Farmers who participated in the biannual Namibia Genetics Auction Group’s event hosted at the Agra Bank Windhoek Ring in Windhoek this week, achieved an average of N$ 39,000 for bulls and close to N$24,000 for heifers and cows.
The auction, also broadcast online, saw the sale of 120 cattle, comprising 40 bulls and 80 heifers and cows from 15 breeders. The highest price at the auction was N$65,000 paid for a Simbra bull.
“Fewer bulls were sold than the previous auction in April, although the quality of the animals on offer was good,” said Namibia Genetics Auction Group leader Bianca Lueesse. “This is probably due to Covid-19 restrictions as buyers were not able to see the bulls in advance to be able to make a decision.”

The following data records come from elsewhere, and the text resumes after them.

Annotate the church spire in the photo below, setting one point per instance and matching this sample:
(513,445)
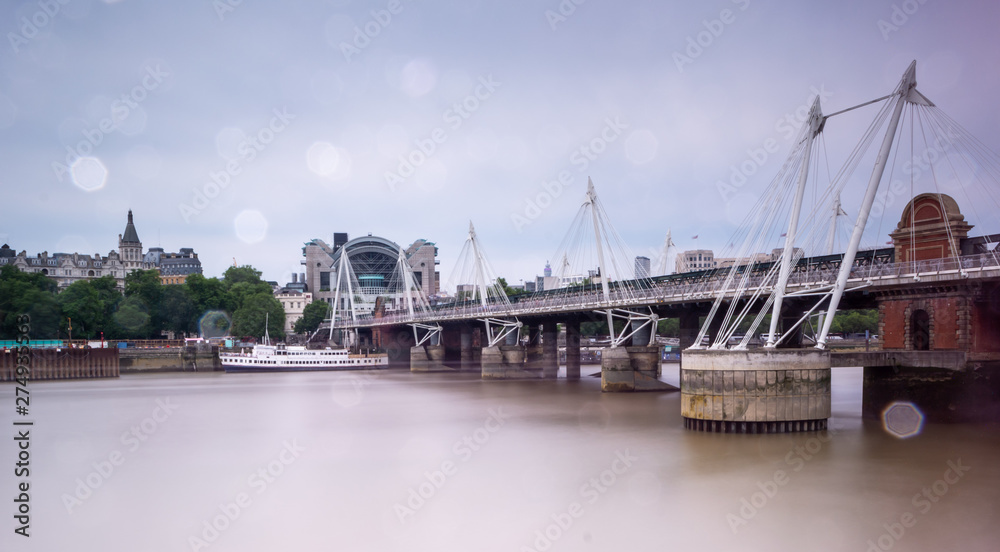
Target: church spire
(130,235)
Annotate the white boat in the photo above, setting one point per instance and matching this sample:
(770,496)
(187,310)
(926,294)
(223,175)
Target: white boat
(281,358)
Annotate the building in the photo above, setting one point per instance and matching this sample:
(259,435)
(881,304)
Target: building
(130,248)
(66,268)
(373,261)
(294,303)
(173,280)
(181,263)
(422,256)
(695,259)
(641,267)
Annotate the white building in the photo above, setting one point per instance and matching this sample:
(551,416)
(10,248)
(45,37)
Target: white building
(294,303)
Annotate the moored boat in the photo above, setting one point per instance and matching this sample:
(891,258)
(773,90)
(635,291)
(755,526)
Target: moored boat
(281,358)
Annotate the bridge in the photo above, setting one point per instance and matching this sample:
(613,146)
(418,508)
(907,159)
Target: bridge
(936,289)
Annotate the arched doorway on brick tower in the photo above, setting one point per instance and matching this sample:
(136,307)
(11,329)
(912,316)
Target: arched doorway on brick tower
(920,329)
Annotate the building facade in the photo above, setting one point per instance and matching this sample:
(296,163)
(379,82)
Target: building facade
(66,268)
(695,259)
(294,303)
(373,262)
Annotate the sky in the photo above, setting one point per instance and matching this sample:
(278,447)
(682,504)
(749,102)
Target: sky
(245,128)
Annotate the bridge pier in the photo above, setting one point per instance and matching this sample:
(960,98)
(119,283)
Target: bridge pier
(468,355)
(505,362)
(572,348)
(625,369)
(535,355)
(428,358)
(550,350)
(758,391)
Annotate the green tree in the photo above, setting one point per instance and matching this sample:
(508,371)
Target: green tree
(236,274)
(132,319)
(144,292)
(669,327)
(80,304)
(178,310)
(207,294)
(30,293)
(248,320)
(312,316)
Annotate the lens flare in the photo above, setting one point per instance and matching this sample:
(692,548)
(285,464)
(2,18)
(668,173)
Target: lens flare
(902,419)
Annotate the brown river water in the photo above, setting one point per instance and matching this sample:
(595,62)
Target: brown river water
(373,461)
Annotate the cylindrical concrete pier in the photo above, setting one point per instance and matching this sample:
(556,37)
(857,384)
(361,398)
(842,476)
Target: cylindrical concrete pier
(573,348)
(760,391)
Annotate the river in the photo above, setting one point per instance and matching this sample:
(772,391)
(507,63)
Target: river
(374,461)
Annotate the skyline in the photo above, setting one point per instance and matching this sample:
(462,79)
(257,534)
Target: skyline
(407,120)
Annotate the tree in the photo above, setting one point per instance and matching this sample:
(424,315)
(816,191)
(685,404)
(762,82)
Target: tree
(133,319)
(30,293)
(669,327)
(207,294)
(178,310)
(143,292)
(312,316)
(80,304)
(236,274)
(248,320)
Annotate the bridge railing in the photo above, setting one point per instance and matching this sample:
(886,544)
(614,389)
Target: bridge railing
(706,286)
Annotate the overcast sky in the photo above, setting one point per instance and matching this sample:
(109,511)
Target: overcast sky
(245,130)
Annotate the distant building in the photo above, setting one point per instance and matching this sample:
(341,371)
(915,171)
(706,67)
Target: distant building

Lueesse said the auction was satisfactory regarding heifer and cow sales. “Most farmers are still building their herds after the 2019 drought, and females are in high demand,” she said. Asked how the pandemic has impacted the Group, Lueesse replied that it was challenging since the animal’s usual upkeep was disrupted due to members getting infected with the virus. “Fortunately, we did not lose any members,” said Lueesse.
Established in 2011 and sponsored by Bank Windhoek, the Namibia Genetics Auction Group comprises 15 members specialising in seven different cattle breeds. It is the biggest cattle breeding group in the country based on membership and breeds bulls and cows best suited to Namibia’s harsh environment.
The Group holds two annual auctions, one in May and another in August.
“We have a great relationship with Bank Windhoek, and for the past three years, we have stepped up our marketing. These developments are because of the Bank’s support, which has made our auctions bigger and better,” said Lueesse.
Bank Windhoek’s Executive Officer of Retail Banking Services and Specialist Finance, James Chapman, said the Bank remains committed to supporting the agricultural sector.
“Even though the sector has experienced good rains and higher prices in the meat industry, the sector continued to experience certain challenges like late harvests and veld fires in large parts of the country this year. It remains one of the key sectors of the Namibian economy, especially for job creation,” he said.
“At Bank Windhoek, we understand this and will continue to support the agricultural sector because we believe that the sector is resilient and will continue to stand the test of challenging times.”
Lueesse concluded by thanking Bank Windhoek for its support over the years. “The Bank’s support allows us to contribute to the country’s food production in terms of cattle farming, and we are grateful.”